Low testosterone levels and decline in physical performance and muscle strength in older men: findings from two prospective cohort studies.

Author information

1
EMGO institute, VU University Medical Center, Amsterdam, The Netherlands. l.schaap@vumc.nl

Abstract

OBJECTIVE:

Progressive declines in serum levels of testosterone parallel the decline in physical performance and muscle strength in ageing men, although findings are not conclusive.
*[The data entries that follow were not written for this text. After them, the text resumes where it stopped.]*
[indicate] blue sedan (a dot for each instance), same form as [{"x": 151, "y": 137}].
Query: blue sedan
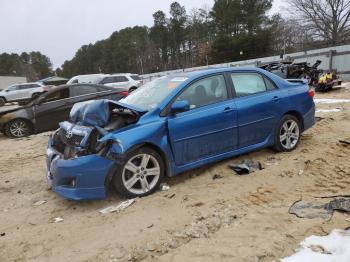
[{"x": 173, "y": 124}]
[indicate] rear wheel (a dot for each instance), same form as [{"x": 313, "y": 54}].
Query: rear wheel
[
  {"x": 2, "y": 101},
  {"x": 140, "y": 174},
  {"x": 18, "y": 128},
  {"x": 287, "y": 134}
]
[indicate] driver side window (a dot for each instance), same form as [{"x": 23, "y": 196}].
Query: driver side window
[{"x": 205, "y": 92}]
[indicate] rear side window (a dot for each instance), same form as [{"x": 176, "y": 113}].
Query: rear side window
[
  {"x": 250, "y": 83},
  {"x": 83, "y": 90},
  {"x": 118, "y": 79},
  {"x": 58, "y": 95},
  {"x": 135, "y": 77}
]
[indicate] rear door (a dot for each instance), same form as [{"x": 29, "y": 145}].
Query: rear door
[
  {"x": 258, "y": 107},
  {"x": 209, "y": 128}
]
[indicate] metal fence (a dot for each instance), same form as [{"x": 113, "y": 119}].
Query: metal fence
[{"x": 333, "y": 58}]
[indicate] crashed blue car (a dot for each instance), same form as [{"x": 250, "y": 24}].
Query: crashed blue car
[{"x": 173, "y": 124}]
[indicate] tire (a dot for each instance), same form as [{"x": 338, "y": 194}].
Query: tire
[
  {"x": 131, "y": 178},
  {"x": 2, "y": 101},
  {"x": 18, "y": 128},
  {"x": 288, "y": 133}
]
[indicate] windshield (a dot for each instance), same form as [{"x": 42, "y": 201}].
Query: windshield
[{"x": 150, "y": 95}]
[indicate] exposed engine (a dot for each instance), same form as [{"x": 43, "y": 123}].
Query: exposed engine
[{"x": 89, "y": 122}]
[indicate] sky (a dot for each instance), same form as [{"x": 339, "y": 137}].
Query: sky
[{"x": 57, "y": 28}]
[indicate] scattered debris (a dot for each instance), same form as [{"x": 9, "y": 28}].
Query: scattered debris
[
  {"x": 246, "y": 167},
  {"x": 118, "y": 208},
  {"x": 39, "y": 203},
  {"x": 58, "y": 219},
  {"x": 171, "y": 196},
  {"x": 345, "y": 141},
  {"x": 331, "y": 101},
  {"x": 337, "y": 109},
  {"x": 217, "y": 176},
  {"x": 340, "y": 204},
  {"x": 197, "y": 204},
  {"x": 310, "y": 210},
  {"x": 333, "y": 247},
  {"x": 164, "y": 187}
]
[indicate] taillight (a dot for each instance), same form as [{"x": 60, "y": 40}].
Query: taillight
[
  {"x": 124, "y": 93},
  {"x": 311, "y": 92}
]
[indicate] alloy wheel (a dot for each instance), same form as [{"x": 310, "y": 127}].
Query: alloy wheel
[
  {"x": 19, "y": 128},
  {"x": 141, "y": 174},
  {"x": 289, "y": 134}
]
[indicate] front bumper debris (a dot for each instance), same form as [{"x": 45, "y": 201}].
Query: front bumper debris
[{"x": 81, "y": 178}]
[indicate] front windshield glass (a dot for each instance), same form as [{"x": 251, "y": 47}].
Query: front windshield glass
[{"x": 150, "y": 95}]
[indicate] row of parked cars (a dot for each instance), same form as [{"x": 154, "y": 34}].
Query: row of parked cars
[
  {"x": 24, "y": 92},
  {"x": 43, "y": 107}
]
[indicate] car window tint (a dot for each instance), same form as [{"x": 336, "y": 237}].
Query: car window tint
[
  {"x": 118, "y": 79},
  {"x": 108, "y": 80},
  {"x": 58, "y": 95},
  {"x": 135, "y": 77},
  {"x": 205, "y": 92},
  {"x": 248, "y": 83},
  {"x": 83, "y": 90},
  {"x": 269, "y": 85}
]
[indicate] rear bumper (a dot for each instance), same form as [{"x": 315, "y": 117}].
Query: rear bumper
[
  {"x": 309, "y": 118},
  {"x": 81, "y": 178}
]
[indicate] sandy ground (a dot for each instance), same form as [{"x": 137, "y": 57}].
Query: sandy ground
[{"x": 235, "y": 218}]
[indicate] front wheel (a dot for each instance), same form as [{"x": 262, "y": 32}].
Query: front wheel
[
  {"x": 18, "y": 128},
  {"x": 140, "y": 174},
  {"x": 287, "y": 134}
]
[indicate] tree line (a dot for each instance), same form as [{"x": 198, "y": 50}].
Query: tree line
[
  {"x": 230, "y": 30},
  {"x": 33, "y": 65}
]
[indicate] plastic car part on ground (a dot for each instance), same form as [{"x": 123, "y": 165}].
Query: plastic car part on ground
[
  {"x": 118, "y": 208},
  {"x": 304, "y": 209},
  {"x": 246, "y": 167},
  {"x": 331, "y": 248},
  {"x": 330, "y": 101}
]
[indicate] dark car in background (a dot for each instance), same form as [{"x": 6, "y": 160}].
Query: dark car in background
[{"x": 46, "y": 111}]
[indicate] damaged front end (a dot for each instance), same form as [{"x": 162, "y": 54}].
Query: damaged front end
[{"x": 77, "y": 156}]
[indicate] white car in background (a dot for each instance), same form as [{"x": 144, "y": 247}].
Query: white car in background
[
  {"x": 86, "y": 79},
  {"x": 129, "y": 82},
  {"x": 22, "y": 92}
]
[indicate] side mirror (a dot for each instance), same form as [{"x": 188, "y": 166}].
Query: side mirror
[
  {"x": 180, "y": 106},
  {"x": 40, "y": 100}
]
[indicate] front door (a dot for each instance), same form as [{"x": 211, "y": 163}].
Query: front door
[
  {"x": 258, "y": 102},
  {"x": 209, "y": 127}
]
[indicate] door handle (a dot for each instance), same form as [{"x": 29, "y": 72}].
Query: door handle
[
  {"x": 228, "y": 109},
  {"x": 275, "y": 99}
]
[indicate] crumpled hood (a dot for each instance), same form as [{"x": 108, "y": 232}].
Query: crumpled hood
[{"x": 96, "y": 112}]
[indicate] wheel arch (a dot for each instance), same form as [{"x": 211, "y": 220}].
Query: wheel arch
[
  {"x": 20, "y": 118},
  {"x": 156, "y": 148},
  {"x": 298, "y": 116}
]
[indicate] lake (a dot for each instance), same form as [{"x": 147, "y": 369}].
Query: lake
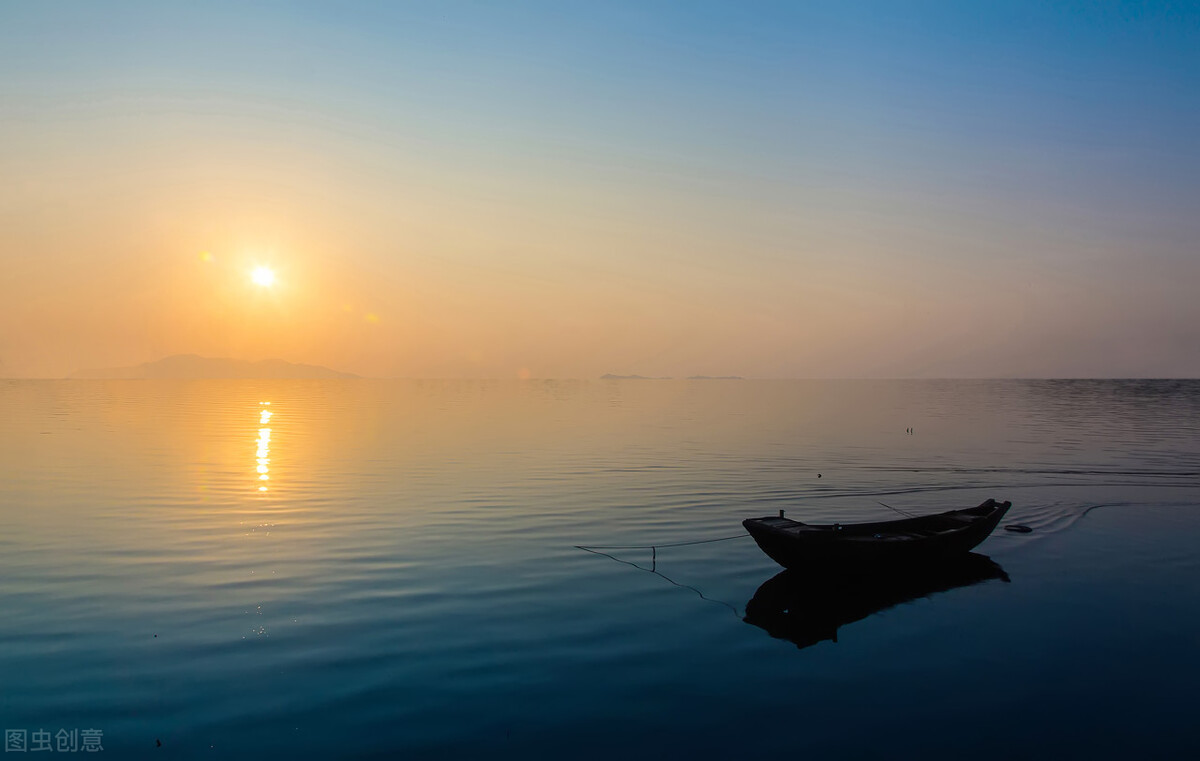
[{"x": 390, "y": 568}]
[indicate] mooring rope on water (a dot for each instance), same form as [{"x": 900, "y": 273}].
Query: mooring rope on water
[
  {"x": 654, "y": 546},
  {"x": 654, "y": 563}
]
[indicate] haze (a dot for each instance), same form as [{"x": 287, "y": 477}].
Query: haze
[{"x": 567, "y": 190}]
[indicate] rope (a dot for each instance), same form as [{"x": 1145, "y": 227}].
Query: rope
[{"x": 654, "y": 546}]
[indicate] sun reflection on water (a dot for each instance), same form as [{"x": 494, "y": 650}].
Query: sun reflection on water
[{"x": 263, "y": 454}]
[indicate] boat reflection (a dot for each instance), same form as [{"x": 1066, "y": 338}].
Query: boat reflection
[{"x": 808, "y": 605}]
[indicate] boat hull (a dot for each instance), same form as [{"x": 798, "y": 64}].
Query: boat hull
[{"x": 931, "y": 538}]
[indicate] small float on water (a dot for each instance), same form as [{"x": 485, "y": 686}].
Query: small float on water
[{"x": 927, "y": 538}]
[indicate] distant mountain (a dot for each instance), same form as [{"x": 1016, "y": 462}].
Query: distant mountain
[{"x": 186, "y": 366}]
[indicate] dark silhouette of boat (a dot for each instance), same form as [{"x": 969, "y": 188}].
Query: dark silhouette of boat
[
  {"x": 808, "y": 605},
  {"x": 909, "y": 540}
]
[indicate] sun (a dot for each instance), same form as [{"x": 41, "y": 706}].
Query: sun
[{"x": 263, "y": 276}]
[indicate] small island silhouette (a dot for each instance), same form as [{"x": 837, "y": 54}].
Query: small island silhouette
[
  {"x": 192, "y": 366},
  {"x": 610, "y": 376}
]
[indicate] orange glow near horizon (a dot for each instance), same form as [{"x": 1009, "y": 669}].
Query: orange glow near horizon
[{"x": 263, "y": 276}]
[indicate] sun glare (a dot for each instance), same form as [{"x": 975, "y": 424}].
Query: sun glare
[{"x": 263, "y": 276}]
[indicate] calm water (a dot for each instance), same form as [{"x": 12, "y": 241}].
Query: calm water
[{"x": 405, "y": 581}]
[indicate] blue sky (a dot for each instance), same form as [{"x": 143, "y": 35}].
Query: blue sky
[{"x": 889, "y": 189}]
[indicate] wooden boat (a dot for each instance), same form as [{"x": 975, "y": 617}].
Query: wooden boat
[
  {"x": 910, "y": 540},
  {"x": 809, "y": 605}
]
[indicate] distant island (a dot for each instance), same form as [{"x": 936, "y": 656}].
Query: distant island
[{"x": 191, "y": 366}]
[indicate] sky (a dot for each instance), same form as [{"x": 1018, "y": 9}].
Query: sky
[{"x": 563, "y": 190}]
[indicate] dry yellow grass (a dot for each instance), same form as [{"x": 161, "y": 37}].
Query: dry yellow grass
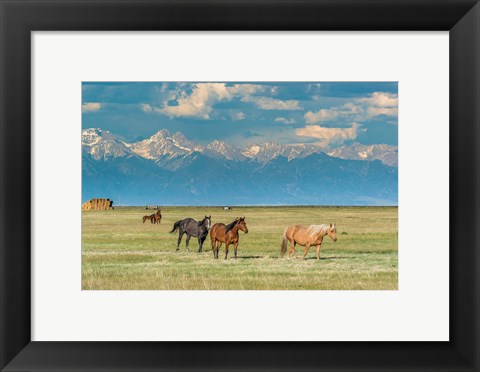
[{"x": 120, "y": 252}]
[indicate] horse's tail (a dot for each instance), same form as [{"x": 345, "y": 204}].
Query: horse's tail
[
  {"x": 284, "y": 243},
  {"x": 176, "y": 225}
]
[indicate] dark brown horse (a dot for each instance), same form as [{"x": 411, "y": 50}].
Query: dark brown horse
[
  {"x": 306, "y": 236},
  {"x": 157, "y": 216},
  {"x": 228, "y": 234}
]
We examined whether levels of testosterone were associated with 3-year decline in physical performance and muscle strength in older men.

DESIGN:

Longitudinal data were available for 486 men (mean age 74.9 years, SD 6.4) from the Longitudinal Ageing Study Amsterdam (LASA) and 1071 well-functioning men (mean age 73.7 years, SD 2.8) from the Health, Ageing and Body Composition (Health ABC) study.

MEASUREMENTS:

Three-year change in physical performance score and grip strength according to categories of total testosterone (TT) and free testosterone (FT) levels.

RESULTS:

The mean 3-year change in physical performance was -1.1 (SD 2.7, -13.6%) in LASA and -0.3 (SD 1.5, -2.9%) in Health ABC. The mean 3-year change in grip strength was -9.7 kg (SD 12.2, -13.2%) in LASA and -4.4 kg (SD 11.4,-5.8%) in Health ABC. Low levels of TT were not associated with decline in physical performance or with decline in muscle strength [e.g. mean change in physical performance -1.09 (SD 0.26) in the lowest quartile (Q1) and -0.88 (0.24) in the highest quartile (Q4) of total testosterone in LASA, and -0.26 (0.07) vs.-0.36 (0.11) in Health ABC]. Similar results were found for FT.

CONCLUSIONS:

Low levels of TT and FT were neither associated with 3-year decline in physical performance nor with 3-year decline in muscle strength in two independent samples of older men.